Pada Rabu (25/3/2026) pagi, mulai pukul 08.00 WIB, anggota Koramil 1615/Haurgeulis, Serda Dodi Wijaya, melaksanakan pemantauan harga sembako di Pasar Daerah Haurgeulis serta sejumlah toko dan kios sembako di wilayah Kecamatan Haurgeulis, Kabupaten Indramayu.
Dalam kegiatan tersebut, Serda Dodi Wijaya melakukan pengecekan langsung kepada para pedagang grosir maupun eceran untuk memperoleh data harga terbaru berbagai komoditas penting. Hasilnya menunjukkan bahwa sebagian besar harga kebutuhan pokok masih relatif stabil, meski terdapat kenaikan pada salah satu komoditas.
“Hasil pemantauan di lapangan, harga sembako secara umum masih stabil. Namun, untuk daging sapi terpantau mengalami kenaikan dibandingkan sebelumnya,” ujarnya.
Berdasarkan data yang dihimpun, harga beras medium berada di kisaran Rp13.500 per kilogram. Minyak goreng dijual Rp18.000 per kilogram, sementara jagung Rp10.000 per kilogram dan kedelai lokal Rp8.000 per kilogram.
Untuk komoditas gula pasir, harga tercatat Rp18.000 per kilogram. Sementara itu, harga bawang merah mencapai Rp45.000 per kilogram dan bawang putih Rp40.000 per kilogram.
Adapun telur ayam dijual dengan harga Rp27.000 per kilogram, sedangkan daging ayam berada di kisaran Rp34.000 per kilogram. Satu-satunya komoditas yang mengalami kenaikan adalah daging sapi, yang kini mencapai Rp150.000 per kilogram.

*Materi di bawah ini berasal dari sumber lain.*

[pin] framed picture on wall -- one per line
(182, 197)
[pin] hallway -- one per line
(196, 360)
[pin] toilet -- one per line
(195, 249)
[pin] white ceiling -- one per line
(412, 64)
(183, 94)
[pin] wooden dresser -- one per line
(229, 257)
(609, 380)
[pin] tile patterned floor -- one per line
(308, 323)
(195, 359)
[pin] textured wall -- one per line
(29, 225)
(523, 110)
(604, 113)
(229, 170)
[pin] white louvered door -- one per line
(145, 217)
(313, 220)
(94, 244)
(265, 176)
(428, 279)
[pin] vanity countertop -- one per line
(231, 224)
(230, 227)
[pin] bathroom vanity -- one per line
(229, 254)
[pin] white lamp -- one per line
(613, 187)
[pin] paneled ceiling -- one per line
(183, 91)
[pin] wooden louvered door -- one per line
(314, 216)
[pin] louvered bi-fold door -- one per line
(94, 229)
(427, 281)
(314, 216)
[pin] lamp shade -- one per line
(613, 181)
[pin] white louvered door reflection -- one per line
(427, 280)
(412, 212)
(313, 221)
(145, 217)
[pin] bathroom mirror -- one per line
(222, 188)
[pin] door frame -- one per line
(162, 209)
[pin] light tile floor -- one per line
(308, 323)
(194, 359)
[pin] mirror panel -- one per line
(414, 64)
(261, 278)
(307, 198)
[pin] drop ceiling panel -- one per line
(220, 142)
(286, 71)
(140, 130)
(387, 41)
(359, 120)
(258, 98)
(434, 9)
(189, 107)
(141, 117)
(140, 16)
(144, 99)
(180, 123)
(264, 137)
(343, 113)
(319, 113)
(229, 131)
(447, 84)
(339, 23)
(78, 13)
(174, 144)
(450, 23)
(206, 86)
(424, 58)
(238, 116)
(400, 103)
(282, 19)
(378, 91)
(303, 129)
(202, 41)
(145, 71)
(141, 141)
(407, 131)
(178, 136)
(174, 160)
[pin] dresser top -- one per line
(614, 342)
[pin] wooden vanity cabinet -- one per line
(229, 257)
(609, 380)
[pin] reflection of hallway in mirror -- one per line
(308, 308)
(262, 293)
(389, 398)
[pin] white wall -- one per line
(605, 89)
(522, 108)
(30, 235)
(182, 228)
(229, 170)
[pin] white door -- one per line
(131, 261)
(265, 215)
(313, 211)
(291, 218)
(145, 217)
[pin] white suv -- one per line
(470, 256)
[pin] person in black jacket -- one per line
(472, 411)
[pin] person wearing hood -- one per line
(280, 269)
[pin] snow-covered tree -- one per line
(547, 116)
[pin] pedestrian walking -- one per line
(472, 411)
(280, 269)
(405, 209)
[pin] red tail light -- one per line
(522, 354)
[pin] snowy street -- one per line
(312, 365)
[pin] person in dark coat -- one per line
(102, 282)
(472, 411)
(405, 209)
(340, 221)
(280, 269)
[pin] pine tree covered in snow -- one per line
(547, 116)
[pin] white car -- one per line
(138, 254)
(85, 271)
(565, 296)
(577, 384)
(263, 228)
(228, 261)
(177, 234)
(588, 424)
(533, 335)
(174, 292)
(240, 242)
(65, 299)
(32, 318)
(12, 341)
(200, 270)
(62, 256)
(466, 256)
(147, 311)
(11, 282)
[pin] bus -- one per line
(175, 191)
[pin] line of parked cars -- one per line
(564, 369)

Serda Dodi Wijaya menjelaskan bahwa kegiatan pemantauan ini merupakan langkah antisipasi terhadap kemungkinan lonjakan harga maupun kelangkaan barang di pasaran.
“Kami akan terus melakukan monitoring secara berkala. Jika ada kenaikan harga yang signifikan atau tidak wajar, akan segera kami koordinasikan dengan pihak terkait,” tegasnya.
Selain itu, kegiatan ini juga menjadi sarana komunikasi antara aparat dan para pelaku usaha di pasar. Dengan adanya interaksi langsung, berbagai informasi terkait distribusi barang maupun kendala di lapangan dapat segera diketahui.
Para pedagang di Pasar Haurgeulis menyampaikan bahwa hingga saat ini pasokan barang masih relatif aman, sehingga tidak terjadi lonjakan harga yang signifikan pada sebagian besar komoditas.
Kegiatan pemantauan harga sembako ini berlangsung dalam kondisi aman dan lancar. Dengan adanya kehadiran aparat di lapangan, diharapkan stabilitas harga tetap terjaga serta masyarakat dapat memperoleh kebutuhan pokok dengan harga yang wajar.